導線に電流を流すと、その周りに磁界が発生します。磁界の向きは右ねじの法則で決まります。

右ねじの法則:右ねじ(普通のねじ)を電流の方向に進めるとき、ねじを回す方向が磁界の向き

つまり、電流の向きに右手の親指を立てると、残りの4本の指が磁界の回る方向を示します。

コイルが作る磁界

導線をぐるぐる巻いたものがコイルです。コイルに電流を流すと、内部に強い磁界ができます。
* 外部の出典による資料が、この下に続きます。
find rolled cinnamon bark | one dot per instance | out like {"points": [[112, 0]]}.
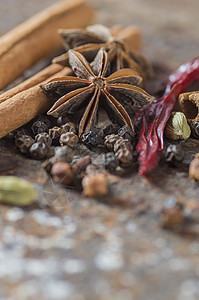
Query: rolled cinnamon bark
{"points": [[37, 37], [24, 106], [32, 81]]}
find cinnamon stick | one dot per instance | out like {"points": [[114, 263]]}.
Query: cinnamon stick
{"points": [[32, 81], [37, 37], [24, 106]]}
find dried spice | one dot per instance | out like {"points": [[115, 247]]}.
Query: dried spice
{"points": [[119, 93], [195, 129], [16, 191], [111, 139], [110, 162], [194, 168], [62, 173], [174, 154], [38, 150], [40, 125], [151, 120], [93, 137], [172, 215], [55, 133], [123, 151], [89, 41], [69, 127], [188, 103], [110, 129], [64, 153], [24, 142], [122, 148], [126, 133], [81, 164], [69, 138], [44, 138], [177, 127], [95, 185]]}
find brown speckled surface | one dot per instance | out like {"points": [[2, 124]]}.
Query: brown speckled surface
{"points": [[74, 248]]}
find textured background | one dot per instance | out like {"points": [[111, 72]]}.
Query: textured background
{"points": [[82, 249]]}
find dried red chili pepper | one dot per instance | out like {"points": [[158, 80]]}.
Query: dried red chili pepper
{"points": [[150, 121]]}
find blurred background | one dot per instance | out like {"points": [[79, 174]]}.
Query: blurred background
{"points": [[99, 249], [170, 28]]}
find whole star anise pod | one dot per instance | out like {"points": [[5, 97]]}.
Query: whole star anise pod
{"points": [[89, 41], [117, 93]]}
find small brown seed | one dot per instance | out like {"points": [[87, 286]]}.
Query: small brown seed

コイルの磁界の向きは、右ねじの法則の応用で決まります。右手の4本指を電流の方向に巻きつけると、親指の方向がN極(磁界の向き)です。

磁界を強くする方法
・電流を大きくする
・巻数を増やす
・鉄心を入れる(透磁率↑)
電磁石の特徴
・電流OFF→磁力消滅
・電流の向きで極性が変わる
・永久磁石より制御しやすい

火災報知設備のベルリレー(継電器)は、この電磁石の原理で動作します。電流を流すと鉄片を引きつけ、切ると離す――これがリレーの開閉動作です。

電磁力とフレミング左手の法則

電磁力とは?

磁界の中に置かれた導線に電流を流すと、導線にが加わります。これが電磁力です。モーターはこの力を利用して回転しています。

フレミング左手の法則

電磁力の方向は、フレミング左手の法則で求められます。

左手の3本指を互いに直角に開く:
人差し指 → 磁界の方向(N→S)
中指 → 電流の方向
親指 → 力(運動)の方向
F = BIL
力〔N〕= 磁束密度〔T〕× 電流〔A〕× 導体の長さ〔m〕

覚え方:左手=力(モーター)」です。電流と磁界から「力」を求めるときは左手。モーターは電気で物を動かす装置なので「力」側=左手、と覚えましょう。

電磁誘導とフレミング右手の法則

電磁誘導とは?

コイルを貫く磁束が変化すると、コイルに電圧(起電力)が発生します。これが電磁誘導です。発電機はこの現象を利用して電気を作っています。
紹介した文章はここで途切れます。